Likewise, rulings of the Comptroller of the Currency provide:"(d) The bank's obligation to pay should arise only upon the presentation of a draft or other documents as specified in the letter of credit, and the bank must not be called upon to determine questions of fact or law between the account party [here Citronelle Unit] and the beneficiary [here Fidelity]."
12 C.F.R. § 7-7016 (1988). Accord, Ala. Code 1975, § 7-5-114.
Citronelle Unit argues that some courts recognize an exception to this rule when the issuer has knowledge that the documents offered to comply with the letter of credit are fraudulent.

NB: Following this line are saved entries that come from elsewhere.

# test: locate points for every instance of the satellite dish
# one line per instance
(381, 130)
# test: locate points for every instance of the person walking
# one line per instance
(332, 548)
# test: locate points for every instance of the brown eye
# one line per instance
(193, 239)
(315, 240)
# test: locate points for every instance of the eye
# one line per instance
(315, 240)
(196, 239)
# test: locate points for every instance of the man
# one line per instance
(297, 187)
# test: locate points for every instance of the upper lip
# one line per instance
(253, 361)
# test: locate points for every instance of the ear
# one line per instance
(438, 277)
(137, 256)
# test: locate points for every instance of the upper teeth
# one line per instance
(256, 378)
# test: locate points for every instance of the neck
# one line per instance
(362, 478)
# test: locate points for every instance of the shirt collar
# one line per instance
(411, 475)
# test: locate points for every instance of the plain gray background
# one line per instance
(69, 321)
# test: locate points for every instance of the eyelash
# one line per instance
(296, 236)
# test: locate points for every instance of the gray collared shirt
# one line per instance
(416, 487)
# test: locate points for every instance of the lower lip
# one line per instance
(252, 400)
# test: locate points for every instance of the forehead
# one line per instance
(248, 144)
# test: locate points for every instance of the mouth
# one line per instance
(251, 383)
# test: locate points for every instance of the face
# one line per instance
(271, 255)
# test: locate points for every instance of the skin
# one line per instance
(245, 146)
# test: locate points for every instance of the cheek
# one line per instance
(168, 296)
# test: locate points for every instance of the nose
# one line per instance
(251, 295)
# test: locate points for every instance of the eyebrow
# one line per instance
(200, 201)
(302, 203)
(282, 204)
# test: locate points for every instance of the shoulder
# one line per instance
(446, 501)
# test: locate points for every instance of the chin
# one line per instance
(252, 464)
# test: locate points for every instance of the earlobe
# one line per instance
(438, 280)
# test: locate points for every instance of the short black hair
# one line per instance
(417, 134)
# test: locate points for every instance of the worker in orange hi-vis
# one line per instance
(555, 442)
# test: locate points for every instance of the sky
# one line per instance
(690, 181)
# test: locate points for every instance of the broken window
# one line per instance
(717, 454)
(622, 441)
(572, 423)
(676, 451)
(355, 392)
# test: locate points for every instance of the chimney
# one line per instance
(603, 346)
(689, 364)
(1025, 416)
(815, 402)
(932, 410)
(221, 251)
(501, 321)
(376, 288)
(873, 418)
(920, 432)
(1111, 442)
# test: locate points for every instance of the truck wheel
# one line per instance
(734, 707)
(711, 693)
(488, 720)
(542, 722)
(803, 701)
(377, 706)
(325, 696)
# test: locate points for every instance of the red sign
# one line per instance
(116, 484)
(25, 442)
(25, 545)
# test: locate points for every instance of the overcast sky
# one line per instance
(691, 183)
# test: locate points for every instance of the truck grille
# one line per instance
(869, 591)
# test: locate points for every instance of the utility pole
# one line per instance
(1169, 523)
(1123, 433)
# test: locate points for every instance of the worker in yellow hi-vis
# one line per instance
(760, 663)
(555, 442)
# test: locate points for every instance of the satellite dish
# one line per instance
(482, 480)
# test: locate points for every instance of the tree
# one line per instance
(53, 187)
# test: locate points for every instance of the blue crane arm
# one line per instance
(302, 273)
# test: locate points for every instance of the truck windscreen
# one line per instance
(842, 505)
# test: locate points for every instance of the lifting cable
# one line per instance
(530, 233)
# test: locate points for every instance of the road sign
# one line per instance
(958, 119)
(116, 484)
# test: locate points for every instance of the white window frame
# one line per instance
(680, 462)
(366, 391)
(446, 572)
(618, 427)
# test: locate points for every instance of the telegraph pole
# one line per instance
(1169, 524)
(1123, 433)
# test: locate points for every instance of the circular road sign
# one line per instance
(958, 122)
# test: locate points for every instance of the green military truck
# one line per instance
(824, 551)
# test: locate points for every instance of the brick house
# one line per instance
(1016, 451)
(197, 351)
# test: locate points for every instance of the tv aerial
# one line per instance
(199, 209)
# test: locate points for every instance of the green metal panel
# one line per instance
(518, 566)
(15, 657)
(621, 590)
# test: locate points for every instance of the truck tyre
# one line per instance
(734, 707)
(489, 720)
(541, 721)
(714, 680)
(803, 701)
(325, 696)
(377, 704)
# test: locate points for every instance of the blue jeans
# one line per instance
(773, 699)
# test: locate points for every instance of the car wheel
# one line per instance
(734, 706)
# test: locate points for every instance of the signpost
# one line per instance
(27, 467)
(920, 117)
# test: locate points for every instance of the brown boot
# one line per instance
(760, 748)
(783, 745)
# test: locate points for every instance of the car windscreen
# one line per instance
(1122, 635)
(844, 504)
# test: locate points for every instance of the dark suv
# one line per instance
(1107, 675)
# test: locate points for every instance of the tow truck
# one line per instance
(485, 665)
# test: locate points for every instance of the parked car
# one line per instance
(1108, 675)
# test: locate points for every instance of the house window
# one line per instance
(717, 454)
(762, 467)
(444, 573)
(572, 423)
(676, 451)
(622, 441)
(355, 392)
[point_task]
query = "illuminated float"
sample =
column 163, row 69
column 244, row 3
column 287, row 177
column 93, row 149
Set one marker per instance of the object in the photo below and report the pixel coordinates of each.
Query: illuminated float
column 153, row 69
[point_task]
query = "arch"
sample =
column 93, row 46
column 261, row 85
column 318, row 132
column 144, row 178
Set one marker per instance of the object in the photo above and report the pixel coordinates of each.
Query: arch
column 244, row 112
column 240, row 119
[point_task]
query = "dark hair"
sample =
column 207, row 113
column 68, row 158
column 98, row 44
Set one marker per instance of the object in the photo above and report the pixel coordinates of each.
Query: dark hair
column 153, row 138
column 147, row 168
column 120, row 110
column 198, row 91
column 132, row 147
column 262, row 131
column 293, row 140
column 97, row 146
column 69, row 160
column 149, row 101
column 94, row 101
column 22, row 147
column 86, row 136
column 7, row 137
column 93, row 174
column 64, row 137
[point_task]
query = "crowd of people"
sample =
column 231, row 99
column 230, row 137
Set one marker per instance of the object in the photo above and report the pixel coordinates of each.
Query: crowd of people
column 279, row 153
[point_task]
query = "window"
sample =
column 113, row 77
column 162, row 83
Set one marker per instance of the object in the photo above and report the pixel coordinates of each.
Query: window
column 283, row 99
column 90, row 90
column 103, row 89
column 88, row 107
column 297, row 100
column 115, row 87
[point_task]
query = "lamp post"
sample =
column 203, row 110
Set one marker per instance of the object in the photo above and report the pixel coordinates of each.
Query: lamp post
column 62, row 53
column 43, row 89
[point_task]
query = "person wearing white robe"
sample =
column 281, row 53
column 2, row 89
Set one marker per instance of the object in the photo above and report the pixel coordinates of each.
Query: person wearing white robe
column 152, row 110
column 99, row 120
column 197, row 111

Our Code, likewise, provides for a narrow exception:"(2) Unless otherwise agreed when documents appear on their face to comply with the terms of a credit but a required document does not in fact conform to the warranties made on negotiation or transfer of a document of title ... or is forged or fraudulent or there is fraud in the transaction: "(a) The issuer must honor the draft or demand for payment if honor is demanded by a negotiating bank or other holder of the draft or demand which has taken the draft or demand under the credit and under circumstances which would make it a holder in due course (section 7-3-302) and in an appropriate case would make it a person to whom a document of title has been duly negotiated (section 7-7-502) or a bona fide purchaser of a security (section 7-8-302); and "(b) In all other cases as against its customer, an issuer acting in good faith may honor the draft or demand for payment despite notification from the customer of fraud, forgery or other defect not apparent on the face of the documents but a court of appropriate jurisdiction may enjoin such honor."
§ 7-5-114(2), Code 1975.
However, under the undisputed facts in this case, the fraud exception is inapplicable. There is no evidence of any threat by Fidelity to draw fraudulently upon the supersedeas bond or the letter of credit. To the contrary, there was a genuine dispute between Citronelle Unit and Fidelity over the latter's continuing obligation on the supersedeas bond after the circuit court's order of February 3, 1986, pending the appeal thereof.
Citronelle Unit next contends that AmSouth had a good faith duty to cancel the letter of credit and then to refuse payment on the automatic draw-down, on the basis that the bond was not in full force and effect. Again, this would put the bank in the position of determining issues that it has no duty to consider.
Letters of credit must remain independent of the underlying contract in order to allow their continued unhindered use as a means of payment and guaranteeing payment in the business world. Absent a clear showing of a present or past fraud, the fraud exception to the independence principle will not apply.
The uncontroverted facts offered below in support of and in opposition to the motion for summary judgment present a question of law appropriate for resolution by summary judgment. We affirm the trial court's summary judgment in favor of AmSouth for $18,853.92 for unpaid fees accruing between October 23, 1986, and June 11, 1987.
We do not address Citronelle Unit's argument regarding attorney fees, because the trial court retained jurisdiction of that issue.
TORBERT, C.J., and JONES, ADAMS, HOUSTON (sitting as duty judge) and STEAGALL, JJ., concur.